Analyzing the biomechanical differences between the 2 and 8 weeks post-operative time points, we first observed a general tissue stiffening of the Sham articular cartilage, with a trend of change that was attenuated in the DMM experimental group. The three-zone averaged cumulative stiffness increases were 1.90-fold (EMTP) and 1.48-fold (ELTP) for Sham, and 1.55-fold (EMTP) and 0.98-fold (ELTP) for DMM. The largest time-dependent (8w/2w) stiffening of Sham was recorded in the deep zone of the MTP (EDZ: 2.17-fold) with remarkable individual increases: E1: 3.19-fold; E2: 2.39-fold. The middle and superficial zones showed 1.46-fold (EMZ)/1.88-fold (E1MZ)/1.55-fold (E2MZ) and 2.11-fold (ESZ)/1.52-fold (E1SZ)/1.67-fold (E2SZ) changes, respectively. On the other hand, zone-dependent stiffness variation between 8 and 2 weeks Sham were more homogenous on the lateral side (EDZ: 1.56-fold; EMZ: 1.65-fold; ESZ: 1.27-fold). The tendency towards stiffening observed in the Sham group was reduced in the DMM group, especially in the deep and superficial zones of the MTP. For MTP, increases in stiffness of 1.29-fold (EDZ), 1.71-fold (EMZ) and 1.66-fold (ESZ) were observed. For LTP, 1.26-fold (EDZ), 1.12-fold (EMZ) and 0.63-fold (ESZ) changes were recorded. Analysis of individual proteoglycan and collagen networks revealed superficial zone softening in the range of 0.89-fold (E1) and 1.07-fold (E2) (unchanged) for MTP and 0.49-fold (E1) and 0.65-fold (E2) for LTP. Collectively, IT-AFM measurements demonstrated that DMM surgery induced processes that counteracted the age-dependent stiffening of articular cartilage zones observed in Sham animals.

4. Discussion

The aim of this study was to analyze the biomechanical alterations in murine articular cartilage during the course of PT-OA induced by the DMM model. It is well accepted that during OA, changes in the biomechanical properties of the cartilage ECM precede histologically visible degradation [15,17,24,26,29,30]. In this regard, we could clearly demonstrate pronounced changes in AC tissue stiffness at the onset and progression of PT-OA in DMM animals compared to Sham-operated groups, whereas histology and the application of a modified Mankin score could reveal only mild differences. For histopathological scoring, we used 20 µm thick, native, non-decalcified sections, whereas the recommended guidelines for histology suggest 4–6 µm thin, fixed, decalcified sections [31]. Nevertheless, the OA histological scores obtained showed a good comparison with our previous study [26]. After thawing and hydration, native frozen sections of 6–30 µm are also routinely used to evaluate the biomechanical properties of cartilaginous tissues by IT-AFM [14,24,25,26,30]. Similarly to previous studies [13,14,24,25,26], we could identify the typical cartilaginous bimodal stiffness distribution, where the first peak represents the softer proteoglycan phase and the second peak the stiffer collagenous network. The high comparability achieved by analyzing adjacent sections, and the fact that the same animal could be used for both histological and AFM investigations, further justifies our methodological approach to use thick, native sections.

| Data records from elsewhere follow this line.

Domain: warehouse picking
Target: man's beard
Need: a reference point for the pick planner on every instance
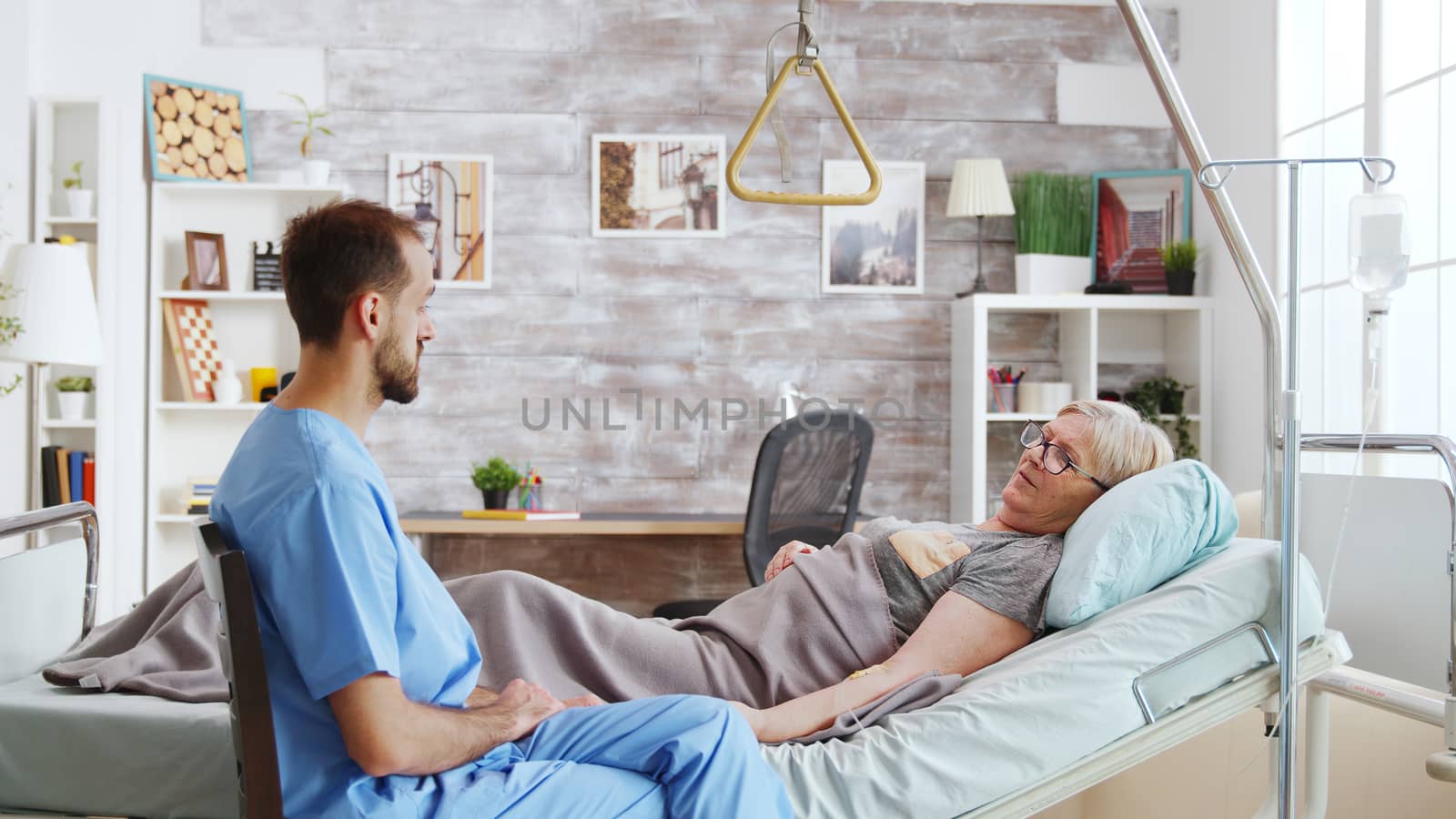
(397, 373)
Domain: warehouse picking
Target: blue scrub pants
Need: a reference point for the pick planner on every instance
(682, 756)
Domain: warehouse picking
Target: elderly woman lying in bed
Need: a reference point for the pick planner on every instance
(842, 625)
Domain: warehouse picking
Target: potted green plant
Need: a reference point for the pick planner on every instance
(495, 481)
(315, 171)
(72, 394)
(1179, 259)
(1053, 232)
(1165, 397)
(77, 197)
(9, 329)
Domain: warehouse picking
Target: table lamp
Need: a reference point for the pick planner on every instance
(53, 298)
(979, 188)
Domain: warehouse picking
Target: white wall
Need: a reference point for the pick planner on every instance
(15, 171)
(106, 57)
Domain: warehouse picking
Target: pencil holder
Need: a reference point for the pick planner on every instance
(1001, 398)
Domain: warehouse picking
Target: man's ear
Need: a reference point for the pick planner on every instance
(369, 315)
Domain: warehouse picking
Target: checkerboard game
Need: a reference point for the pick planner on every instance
(194, 346)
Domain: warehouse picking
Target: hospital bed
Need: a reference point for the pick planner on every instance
(1041, 724)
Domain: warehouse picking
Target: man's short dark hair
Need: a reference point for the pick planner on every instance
(335, 252)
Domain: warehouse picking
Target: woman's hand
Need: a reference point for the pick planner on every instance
(785, 559)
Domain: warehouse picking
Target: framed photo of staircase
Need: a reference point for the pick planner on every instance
(1135, 216)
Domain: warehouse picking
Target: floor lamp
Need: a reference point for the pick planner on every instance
(979, 188)
(57, 309)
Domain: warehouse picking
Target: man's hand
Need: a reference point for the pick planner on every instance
(526, 705)
(480, 697)
(785, 559)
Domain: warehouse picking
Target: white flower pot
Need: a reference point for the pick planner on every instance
(73, 405)
(317, 172)
(79, 203)
(1046, 274)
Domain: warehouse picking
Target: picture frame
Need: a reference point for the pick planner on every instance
(878, 247)
(1135, 215)
(206, 261)
(679, 194)
(451, 197)
(196, 131)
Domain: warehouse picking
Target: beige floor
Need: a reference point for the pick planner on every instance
(1378, 770)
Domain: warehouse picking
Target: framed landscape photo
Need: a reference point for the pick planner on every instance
(657, 186)
(451, 197)
(1135, 216)
(196, 131)
(880, 247)
(206, 261)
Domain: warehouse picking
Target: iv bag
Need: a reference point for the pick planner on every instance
(1380, 244)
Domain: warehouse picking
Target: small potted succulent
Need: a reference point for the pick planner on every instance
(495, 481)
(77, 198)
(1165, 397)
(72, 394)
(315, 171)
(1179, 259)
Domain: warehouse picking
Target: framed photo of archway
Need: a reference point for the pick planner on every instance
(657, 186)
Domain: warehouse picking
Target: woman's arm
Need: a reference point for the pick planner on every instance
(958, 636)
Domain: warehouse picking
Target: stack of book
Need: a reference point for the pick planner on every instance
(67, 475)
(267, 267)
(200, 494)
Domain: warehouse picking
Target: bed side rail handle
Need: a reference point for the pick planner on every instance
(1140, 694)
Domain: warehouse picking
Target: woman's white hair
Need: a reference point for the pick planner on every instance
(1123, 443)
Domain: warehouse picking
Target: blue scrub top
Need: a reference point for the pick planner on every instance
(341, 593)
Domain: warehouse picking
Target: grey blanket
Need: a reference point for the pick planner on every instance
(807, 630)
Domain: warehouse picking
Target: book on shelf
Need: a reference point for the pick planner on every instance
(63, 474)
(521, 515)
(50, 477)
(76, 470)
(89, 479)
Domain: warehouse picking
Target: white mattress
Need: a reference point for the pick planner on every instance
(114, 753)
(1008, 726)
(1046, 705)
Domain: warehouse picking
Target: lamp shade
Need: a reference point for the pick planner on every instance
(979, 188)
(53, 298)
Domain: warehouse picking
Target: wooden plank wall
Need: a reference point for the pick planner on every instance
(574, 317)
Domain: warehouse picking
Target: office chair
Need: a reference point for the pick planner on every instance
(225, 574)
(805, 487)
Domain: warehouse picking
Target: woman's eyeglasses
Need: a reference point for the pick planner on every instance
(1055, 460)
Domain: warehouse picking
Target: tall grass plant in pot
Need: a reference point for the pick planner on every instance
(1053, 232)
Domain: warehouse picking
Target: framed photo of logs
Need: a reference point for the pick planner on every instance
(196, 131)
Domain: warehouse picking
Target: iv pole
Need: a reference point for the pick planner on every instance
(1210, 178)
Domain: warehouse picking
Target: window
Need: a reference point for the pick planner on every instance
(1373, 77)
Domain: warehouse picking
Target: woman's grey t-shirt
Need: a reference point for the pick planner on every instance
(1005, 571)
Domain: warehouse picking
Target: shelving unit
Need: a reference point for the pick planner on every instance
(1101, 343)
(69, 130)
(252, 329)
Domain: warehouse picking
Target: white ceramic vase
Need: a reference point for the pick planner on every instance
(73, 405)
(79, 203)
(317, 172)
(226, 388)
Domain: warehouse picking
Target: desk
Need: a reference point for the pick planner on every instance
(631, 561)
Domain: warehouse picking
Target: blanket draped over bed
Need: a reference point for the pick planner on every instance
(812, 627)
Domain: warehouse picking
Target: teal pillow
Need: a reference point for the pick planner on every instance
(1145, 531)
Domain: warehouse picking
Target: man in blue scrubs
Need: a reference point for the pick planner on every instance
(370, 665)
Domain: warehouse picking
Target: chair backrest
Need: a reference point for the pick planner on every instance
(805, 484)
(48, 593)
(225, 573)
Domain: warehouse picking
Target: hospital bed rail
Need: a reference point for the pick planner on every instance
(1410, 702)
(55, 516)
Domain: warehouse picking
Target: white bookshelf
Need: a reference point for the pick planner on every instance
(252, 329)
(1097, 337)
(69, 130)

Articular cartilage ECM exhibits a decreasing stiffness gradient from the deep to the superficial zone, regardless of species [19,24,25,32,33]. This zone-specific biomechanical property, reflecting the composition, structure and function of AC regions, was confirmed in Sham mice by our nano-scale AFM indentation, which showed the highest Young’s modulus in the deep zone and the lowest in the superficial zone for both the proteoglycan gel and the collagen fibrillary network. Furthermore, the time-dependent increase from weeks 2 to 8 in cartilage nanostiffness in Sham animals is indicative of tissue maturation, which is consistent with the previously reported stiffening associated with skeletal development and aging, and is most likely attributable to the maturation of the collagenous network [14,17,34,35].
At 2 weeks after surgery, the nano-scale stiffness in all non-calcified AC zones of MTP and LTP of DMM mice was significantly elevated compared to Sham, which was associated with a significant increase in histological grade in MTP from normal AC (Sham, 1.33 ± 0.47) to mild OA (DMM, 4.67 ± 0.47), and with no significant histopathological change in LTP (Sham: 2.0 ± 0.00; DMM: 2.33 ± 0.47). Previous studies by surface AFM indentation showed significant changes in the stiffness of the intact medial condyle as early as 1 week post-operatively between DMM and Sham, whereas significant histopathological differences were observed only from 8 weeks post-DMM [15,36]. In contrast, Fang et al. reported significant differences in OARSI scores between DMM and Sham in MTP 2 weeks after surgery; however, concomitant changes in bone mineral density of the subchondral bone were significant only from 5 weeks [37]. Using native knee sections, micro- and nano-scale AFM indentation experiments revealed significant modulus changes from 3 days in the PCM and from 1-2 weeks in the ITM, preceding obvious histological differences at 4–8 weeks post-DMM [26,30]. In the present and the aforementioned studies, DMM surgical procedures were performed in 12-week-old male mice, reducing experimental variations between studies that may be caused by the age or gender of the operated mice [38,39]. Thus, our results, which show early changes in cartilage stiffness after DMM, confirm that biomechanical changes are among the first to occur during the onset of PT-OA [15,29].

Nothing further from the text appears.